At the Boyne River we followed the firebreak as it zigzagged across the river several times before the track divided. Unfortunately, I chose the better track that initially headed towards the mine but very quickly petered out to follow a creek that led into a valley. After Ron pointed out where he thought we were, we retraced our steps for a short distance and then headed up a spur to stop for morning tea. After the break, we walked down the spur to cross the river and rejoin the track on the other side of the river.
We continued on following the firebreak up the river until we found the rusting, abandoned machinery at Mount Jacob Mine. After taking photos, we investigated the area to see if we could work out the location of the mine. After lunch beside the river, Graeme and I climbed up to the tailings and we think we found the now collapsed entrance to the mine.

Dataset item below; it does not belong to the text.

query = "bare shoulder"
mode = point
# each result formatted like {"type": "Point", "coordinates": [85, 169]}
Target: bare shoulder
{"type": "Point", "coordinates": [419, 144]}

After that we headed up river along the firebreak past the bottom section of a stamper, abandoned in the river and left to corrode. Just before, the river turned into a gorge, the firebreak we followed from the gate, headed off to the left and we left it to rock hop up the river to the start of the spur. I was impressed with this part of the river as the river was still trickling over the rocky base through numerous pools. One of the larger pools had a school of startled black bream. This inaccessible part of the river still had some of the large Gum trees dotted with the occasional Hoop Pines. A bit further past this pool I was relieved to find the start of the spur and sent the drivers up to the cars. I am told it took them an hour to climb the 255m out of the gorge and follow the spur to the troopie, and by the time the remainder of us walked up at a leisurely pace, taking time to appreciate the view, Bevan and Graeme returned with their vehicles to carry us back to camp. I calculated the walk to be about 12 km and it took us about 8 hours to complete the walk.